Un jour ça ira : « on n’écoute jamais les gens normaux »

Deuxième partie de notre entretien avec Edouard et Stan Zambeaux, réalisateurs du très touchant documentaire Un jour ça ira. Dans ce second segment on apprend qu’il y a beaucoup plus de 50 sans domiciles fixes dans les rues de Paris. Évidemment, il ne s’agit pas d’un choix.

on ne pouvait pas faire grand-chose d’autre que d’être contents pour eux.

Comment envisagez vous le partage du travail lors de l’élaboration du film, à chaque étape de sa création ?

Stan :

On écrit ensemble. Après cela dépend des tournages. j’étais très présent durant la préparation, le repérage, pour permettre de faire voyager l’outil dans le lieu. Réaliser des petites choses périphériques pour que les jeunes et les moins jeunes, puissent s’approprier la caméra, qu’elle devienne un personnage de leur quotidien. Après, pour le tournage, j’y étais souvent, Edouard passait quand il le pouvait et on essayait de s’organiser au jour le jour.

Edouard :

Il y avait un énorme boulot sur le terrain que Stan, a beaucoup pris en charge. Ensuite il y a eu toute la phase d’écriture et de réécriture. Essayer d’inventer, de découvrir, au fur et à mesure, quels pourraient être les outils narratifs : car il fallait bien trouver les fils rouges. Et la difficulté c’est que les gens apparaissaient, disparaissaient.
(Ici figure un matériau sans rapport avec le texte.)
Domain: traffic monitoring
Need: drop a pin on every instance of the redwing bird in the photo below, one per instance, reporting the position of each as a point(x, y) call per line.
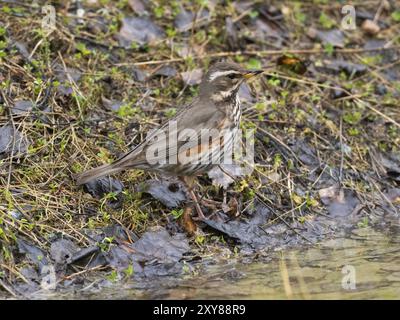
point(217, 107)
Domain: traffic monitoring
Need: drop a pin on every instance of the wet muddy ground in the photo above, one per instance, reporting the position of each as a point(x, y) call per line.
point(325, 184)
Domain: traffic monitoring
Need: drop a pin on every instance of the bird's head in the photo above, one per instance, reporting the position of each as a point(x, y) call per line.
point(223, 79)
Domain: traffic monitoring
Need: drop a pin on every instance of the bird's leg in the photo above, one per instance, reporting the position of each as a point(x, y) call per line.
point(188, 181)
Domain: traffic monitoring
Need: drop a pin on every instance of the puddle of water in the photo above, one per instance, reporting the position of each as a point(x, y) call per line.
point(370, 260)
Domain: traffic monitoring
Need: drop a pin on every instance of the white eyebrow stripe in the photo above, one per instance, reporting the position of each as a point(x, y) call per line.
point(217, 74)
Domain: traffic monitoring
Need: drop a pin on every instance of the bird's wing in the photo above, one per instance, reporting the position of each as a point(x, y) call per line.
point(168, 140)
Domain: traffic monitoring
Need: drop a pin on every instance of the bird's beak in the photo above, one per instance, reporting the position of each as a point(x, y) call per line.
point(251, 73)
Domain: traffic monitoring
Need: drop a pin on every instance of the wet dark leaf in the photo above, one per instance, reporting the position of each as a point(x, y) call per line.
point(245, 93)
point(185, 19)
point(12, 142)
point(112, 105)
point(349, 68)
point(34, 254)
point(333, 37)
point(62, 251)
point(168, 193)
point(139, 30)
point(100, 187)
point(247, 230)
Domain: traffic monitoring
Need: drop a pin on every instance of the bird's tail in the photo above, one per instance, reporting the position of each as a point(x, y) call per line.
point(98, 172)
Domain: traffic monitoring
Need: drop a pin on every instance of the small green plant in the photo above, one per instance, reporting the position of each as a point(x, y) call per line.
point(326, 21)
point(113, 276)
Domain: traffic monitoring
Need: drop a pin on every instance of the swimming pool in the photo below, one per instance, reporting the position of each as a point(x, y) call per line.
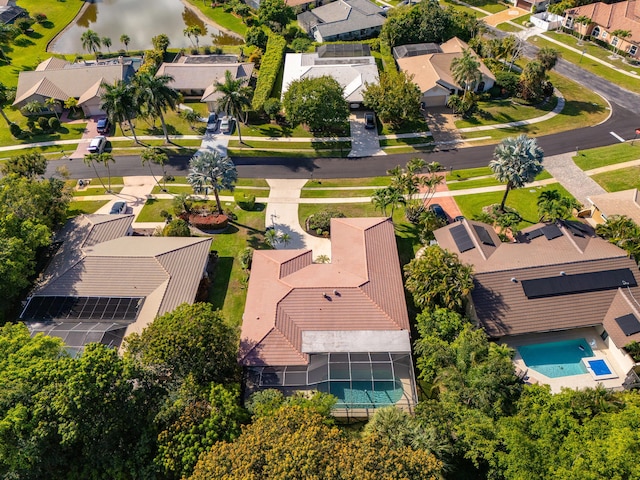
point(557, 359)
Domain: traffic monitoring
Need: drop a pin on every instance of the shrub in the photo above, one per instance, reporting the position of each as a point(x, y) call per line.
point(321, 221)
point(43, 123)
point(15, 130)
point(245, 201)
point(176, 228)
point(269, 68)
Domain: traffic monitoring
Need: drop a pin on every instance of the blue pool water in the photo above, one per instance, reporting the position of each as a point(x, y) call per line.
point(599, 367)
point(366, 394)
point(557, 359)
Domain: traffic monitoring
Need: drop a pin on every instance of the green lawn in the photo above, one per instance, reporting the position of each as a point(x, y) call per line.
point(229, 289)
point(592, 66)
point(30, 49)
point(523, 200)
point(83, 206)
point(609, 155)
point(582, 108)
point(622, 179)
point(506, 111)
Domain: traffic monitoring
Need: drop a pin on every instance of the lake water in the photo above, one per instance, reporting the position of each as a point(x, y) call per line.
point(140, 20)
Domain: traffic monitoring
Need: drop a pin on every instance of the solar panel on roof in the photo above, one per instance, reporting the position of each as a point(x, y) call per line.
point(483, 235)
point(43, 308)
point(534, 234)
point(579, 283)
point(629, 324)
point(551, 232)
point(462, 238)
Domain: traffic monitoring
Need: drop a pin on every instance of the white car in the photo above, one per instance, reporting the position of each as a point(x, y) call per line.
point(97, 144)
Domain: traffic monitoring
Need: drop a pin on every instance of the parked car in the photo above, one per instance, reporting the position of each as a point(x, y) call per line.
point(118, 207)
point(439, 212)
point(97, 144)
point(226, 124)
point(212, 123)
point(369, 121)
point(103, 126)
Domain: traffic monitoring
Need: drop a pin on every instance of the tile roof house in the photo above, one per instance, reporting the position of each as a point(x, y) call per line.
point(432, 70)
point(352, 72)
point(341, 327)
point(195, 78)
point(103, 284)
point(556, 277)
point(59, 79)
point(626, 202)
point(343, 20)
point(606, 18)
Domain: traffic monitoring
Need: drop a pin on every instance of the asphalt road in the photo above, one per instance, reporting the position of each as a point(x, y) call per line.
point(622, 122)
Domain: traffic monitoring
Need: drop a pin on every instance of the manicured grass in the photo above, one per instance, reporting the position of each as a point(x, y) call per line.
point(406, 233)
point(582, 108)
point(89, 191)
point(319, 193)
point(271, 130)
point(30, 49)
point(609, 155)
point(506, 111)
point(219, 16)
point(82, 206)
point(592, 66)
point(617, 180)
point(507, 27)
point(229, 288)
point(348, 182)
point(523, 200)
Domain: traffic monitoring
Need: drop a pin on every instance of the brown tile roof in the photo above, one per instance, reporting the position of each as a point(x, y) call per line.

On passait deux semaines avec une famille et tout à coup ils étaient relogés et on ne pouvait pas faire grand-chose d’autre que d’être contents pour eux. C’est un paradoxe. On se retrouvait dans une unité de lieu avec des gens presque captifs (dans le sens huis-clos) qui en deux heures de temps pouvaient partir. Parfois, dans des trucs positifs comme un relogement, ou parfois dans des trucs complètement misérables (autres centres de relogement beaucoup moins bien, ou une réorientation vers l’hôtel). Tous les cas de figures pouvaient se présenter.

En permanence il fallait réinventer le vecteur narratif. Au début on voulait faire un film sur les mamans, puis sur les familles et enfin on a fait un film sur les enfants. Parce qu’au fur et à mesure que le film avançait, on a réussi à identifier ou à mettre sur pied les moyens de construire une narration qui évidemment s’appuyait sur les personnages mais qui avait une permanence supérieure aux personnages. Je pense à la Zep, aux ateliers chants, pour ne pas être au fil de l’eau. Il y avait les deux aspects. Il y avait besoin d’une présence quasi quotidienne, Stan avait sa chambre, ce qui n’était pas mon cas, je venais aux « horaires de bureau ».

Stan et Edouard :

Mais on n’a pas de méthode

On peut remarquer que, chacun dans votre domaine, vous traitez de sujets qui montrent votre attachement aux populations fragiles à travers le globe. Quel a été ou quels ont été le ou les déclics qui vous ont poussés à envisager votre travail, de journaliste, de cinéaste, sous cet angle ?

Stan :

Je me sens comme les gens : demain, le déclic pourrait être une religieuse dans son couvent si elle me plaît. Je suis le dernier d’une grande famille. Dans mes documentaires, je suis toujours parti des cris à pousser. Je me dis qu’un film peut permettre de regarder différemment des gens enfermés dans une vie passée. J’ai envie d’utiliser l’outil que j’ai entre les mains pour m’intéresser à des gens qui ne les ont pas forcement et ont pourtant une parole à hurler, ou à dire. Quand j’ai un coup de cœur j’essaie d’y aller. Je crois que chaque film a été fait comme ça.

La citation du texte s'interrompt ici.